First impression wasn't all that appealing. The Saxophone sounded like a cow that had somehow learnt to sing. Here's the anecdote.
Dad had a turntable connected to our valve-driven radio. He had built an extensive archive of vinyl records over the years. Having a rather offbeat taste, it must have been an excruciating job collecting those records. But he was ill-fated. The turntable was stolen one day and Dad was finding it increasingly difficult to replace it. Dejected, he decided to give-up his archive by distributing the records.
Years later, he decided to buy an AIWA cassette player. Job done, he now set out to rebuild the archive. Mission impossible. Musical tastes had degenerated so much that market forces almost completely obliterated good records. In desperation, Dad turned to his old colleagues and managed to record some of the old 'records' he had given up. Of course, most of these people hardly had Dad's taste and that reflected very well in the upkeep of the donated records. The recordings had deteriorated and the cracks rendered most of them unplayable.
It was one such recording of Boots Randolph that took me by surprise, imagining it to be a bovine aural experiment. I had never heard anything so jarring and dissonant. How could people enjoy such music? To make matters worse, the cracking sound really affected my nerves. How my disposition underwent a sea change has faded completely from my memory, but it happened fairly quickly. I soon realized that the Saxophone was a beautiful instrument not just aurally but even aesthetically. Posing with a saxophone would look good on me, I thought. Those were the days when I had the gift of an outrageous and gravity-defying imagination. I soon fantasized becoming, among other things, a saxophonist just like Randolph!
Over the years I grew increasingly fond of the Sax and it soon became my favorite instrument. The weekly dose of Jazz on our radio also did its bit in making me fall in love with it. I soon took the lead in hunting for good (but rare) Jazz recordings. Dexter Gordon, Stanley Turrentine and Sonny Rollins were some of my discoveries. So too was Kenny G, though I would put him in a league way below the others. Dad wasn't too fond of the Soprano Sax, though he did say that he had particularly enjoyed a Cuban fellow's playing the instrument years ago on Jazz Hour, VOA. Well, Kenny G wasn't all that bad, I thought; even though I found the Soprano the least flattering among all the Saxophones.

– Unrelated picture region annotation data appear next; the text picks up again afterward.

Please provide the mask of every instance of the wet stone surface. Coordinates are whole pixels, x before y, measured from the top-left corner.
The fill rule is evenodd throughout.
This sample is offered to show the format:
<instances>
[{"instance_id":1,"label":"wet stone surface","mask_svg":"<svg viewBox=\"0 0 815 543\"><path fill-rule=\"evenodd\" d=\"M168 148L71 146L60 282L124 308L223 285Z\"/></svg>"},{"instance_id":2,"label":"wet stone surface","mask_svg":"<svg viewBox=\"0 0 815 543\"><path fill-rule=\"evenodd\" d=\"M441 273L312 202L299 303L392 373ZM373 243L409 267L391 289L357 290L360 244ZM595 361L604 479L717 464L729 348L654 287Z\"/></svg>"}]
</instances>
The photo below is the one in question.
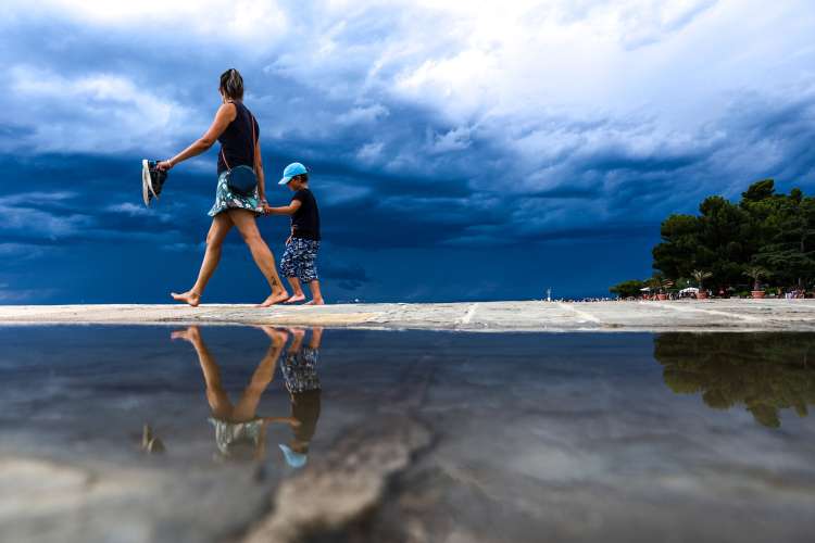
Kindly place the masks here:
<instances>
[{"instance_id":1,"label":"wet stone surface","mask_svg":"<svg viewBox=\"0 0 815 543\"><path fill-rule=\"evenodd\" d=\"M815 529L813 333L174 330L0 328L0 541Z\"/></svg>"}]
</instances>

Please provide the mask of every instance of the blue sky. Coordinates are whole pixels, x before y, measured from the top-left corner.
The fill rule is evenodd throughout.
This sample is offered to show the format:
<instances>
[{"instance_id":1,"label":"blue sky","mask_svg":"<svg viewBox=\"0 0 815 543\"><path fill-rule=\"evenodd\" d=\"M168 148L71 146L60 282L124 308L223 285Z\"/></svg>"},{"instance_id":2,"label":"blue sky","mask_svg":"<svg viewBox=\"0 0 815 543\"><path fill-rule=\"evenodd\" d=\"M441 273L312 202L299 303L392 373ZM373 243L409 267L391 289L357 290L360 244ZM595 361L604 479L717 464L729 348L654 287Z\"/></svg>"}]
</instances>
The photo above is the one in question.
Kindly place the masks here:
<instances>
[{"instance_id":1,"label":"blue sky","mask_svg":"<svg viewBox=\"0 0 815 543\"><path fill-rule=\"evenodd\" d=\"M312 171L329 301L603 294L672 212L815 189L807 1L7 3L0 303L191 286L216 150L150 210L140 160L205 130L228 67L266 172ZM286 219L260 224L279 257ZM234 233L205 301L263 298Z\"/></svg>"}]
</instances>

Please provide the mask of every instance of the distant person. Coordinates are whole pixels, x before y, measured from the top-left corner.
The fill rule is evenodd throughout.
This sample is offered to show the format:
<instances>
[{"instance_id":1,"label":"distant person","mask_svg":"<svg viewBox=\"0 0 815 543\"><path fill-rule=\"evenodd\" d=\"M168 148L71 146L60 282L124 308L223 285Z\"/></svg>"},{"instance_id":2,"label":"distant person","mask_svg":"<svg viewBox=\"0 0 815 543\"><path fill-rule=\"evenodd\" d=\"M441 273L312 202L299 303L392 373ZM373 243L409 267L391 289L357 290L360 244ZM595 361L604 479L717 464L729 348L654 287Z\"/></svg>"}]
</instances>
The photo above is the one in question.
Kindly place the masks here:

Looking for Jazz recordings (with the sax as the preferred lead instrument, naturally!) wasn't an easy task. It was like probing for a needle in a haystack. Still, finding a coveted album was like winning a trophy! Dad would love my choice. Listening to some Bebop was very satisfying indeed, especially since we abhorred the crap Bollywood was churning out.
Years went by. Technology changed. CD, MP3 and Streaming audio were terms being flaunted extensively in Cyberspace. Dad never managed to keep pace. I moved to Pune where I was to buy a Sony CD player which would eventually replaced our trusted AIWA. However, CDs were far more expensive than cassettes. Jazz CDs were a strict no-no, though Western Classical was available in a few budget labels. I switched to listening to Classical and Jazz was forgotten for some time. I bought only 1 CD of Louis Armstrong for Dad, and he never complained. I now realize how selfish I had become. No matter what I listened to, Dad would unfailingly come and sit by my side and listen to my collection, be it Jazz or Classical. He was awfully fond of me and loved the musical taste I had honed.
Dad passed away last year. Without him my world is plunged in eternal darkness. Music doesn't sound half as enjoyable now. I rediscovered Boots Randolph a few days back via BearShare, a P2P file-sharing utility. I quickly downloaded some of his tunes. Playing them opened the floodgates for me and I couldn't contain my emotions. Dad would have simply loved to sit by my side and listen to Boots playing the Sax. Just like old times!